A mass-spring system with damping can be mathematically modeled by the following differential equation:

y” + 8y’ + λy = 0

Where y represents the displacement of the mass from its equilibrium position, y’ represents the velocity of the mass, y” represents the acceleration of the mass, and λ is a constant associated with the damping.

To solve this initial value problem, we need to find the solution to the differential equation, given the initial conditions y(0) = 2 (y-initial) and y'(0) = -1 (y-derivative initial).

a) To graph the equation of motion using a graphing calculator, we need to solve the differential equation. However, since the question does not provide a specific value for λ, we cannot determine the exact solution. Nevertheless, we can analyze the general behavior of the system based on the value of λ.

The roots of the characteristic equation associated with the differential equation are given by:

r^2 + 8r + λ = 0

To classify the behavior of the mass-spring system, we need to consider the discriminant D = 8^2 – 4λ.

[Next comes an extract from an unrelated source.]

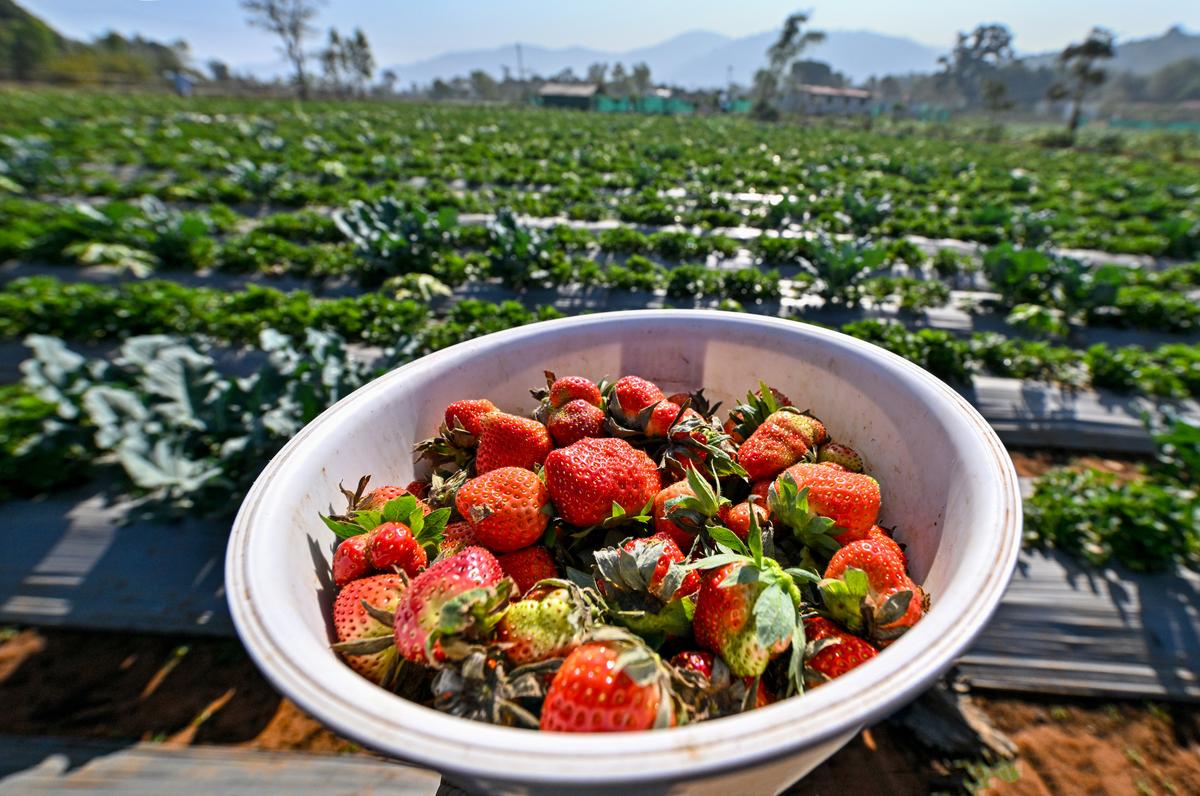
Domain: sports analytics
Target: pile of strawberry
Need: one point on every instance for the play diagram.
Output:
(619, 561)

If D < 0, the roots are complex, and the system is underdamped. If D = 0, the roots are real and identical, and the system is critically damped. If D > 0, the roots are real and different, and the system is either overdamped or undamped (if λ = 0).

Unfortunately, without the specific value of λ, we cannot determine the exact behavior of the system. However, we can still analyze the possible cases.

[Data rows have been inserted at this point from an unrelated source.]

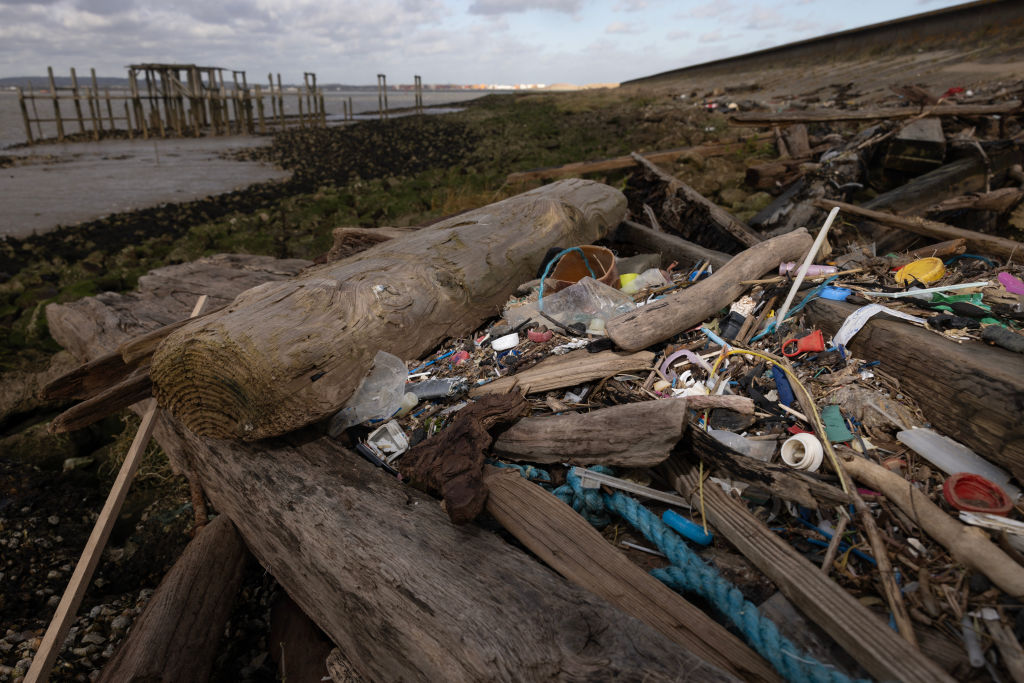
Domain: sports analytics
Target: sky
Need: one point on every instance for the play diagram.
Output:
(443, 41)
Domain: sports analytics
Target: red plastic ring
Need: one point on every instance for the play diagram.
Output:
(973, 493)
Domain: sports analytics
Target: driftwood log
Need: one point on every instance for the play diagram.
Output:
(177, 638)
(679, 310)
(629, 435)
(287, 354)
(377, 565)
(861, 633)
(974, 392)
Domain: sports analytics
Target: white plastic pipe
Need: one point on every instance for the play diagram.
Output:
(802, 452)
(780, 315)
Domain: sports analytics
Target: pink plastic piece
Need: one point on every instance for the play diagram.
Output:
(540, 337)
(1013, 285)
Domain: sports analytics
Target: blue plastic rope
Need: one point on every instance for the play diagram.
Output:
(690, 573)
(547, 269)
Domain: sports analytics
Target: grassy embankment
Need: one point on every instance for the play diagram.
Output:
(400, 172)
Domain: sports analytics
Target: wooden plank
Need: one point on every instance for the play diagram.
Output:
(616, 163)
(52, 642)
(671, 248)
(867, 114)
(682, 309)
(631, 435)
(722, 218)
(569, 370)
(977, 242)
(136, 387)
(973, 391)
(177, 637)
(565, 541)
(861, 633)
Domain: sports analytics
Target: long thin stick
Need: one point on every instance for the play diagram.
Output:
(72, 599)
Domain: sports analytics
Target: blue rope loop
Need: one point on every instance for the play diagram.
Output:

b) If we consider the three possible cases mentioned above, we can discuss the behavior of the system.

(i) Underdamped: In this case, the roots are complex and the system exhibits oscillatory behavior with a decreasing amplitude over time. The mass-spring system will go back and forth, gradually decreasing in magnitude until it reaches equilibrium.

(ii) Overdamped: In this case, the roots are real and different, and the system exhibits damped behavior without oscillation. The mass-spring system will return to equilibrium without any oscillatory motion.

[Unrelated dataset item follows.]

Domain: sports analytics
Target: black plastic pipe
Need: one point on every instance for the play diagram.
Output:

(iii) Critically damped: In this case, the roots are real and identical, and the system exhibits the most rapid return to equilibrium without oscillation. The mass-spring system will reach equilibrium in the shortest amount of time.

(iv) Undamped: If λ = 0, the system becomes undamped. In this case, the roots are pure imaginary and the system exhibits periodic, undamped oscillation. The mass-spring system will oscillate indefinitely without returning to equilibrium.

Based on the information given, it is not possible to definitively determine the specific behavior of the system. However, we can make an educated guess based on the given initial conditions.

If the initial displacement (y-initial) is 2 and the initial velocity (y-derivative initial) is -1, it suggests that the system is likely underdamped. The negative velocity at t = 0 indicates that the mass is moving away from equilibrium, and the positive displacement suggests that the restoring force will pull the mass back towards equilibrium. Therefore, an underdamped system is the most reasonable assumption.

To summarize, based on the given information and assumptions, the graph of the equation of motion is most likely to represent an underdamped mass-spring system.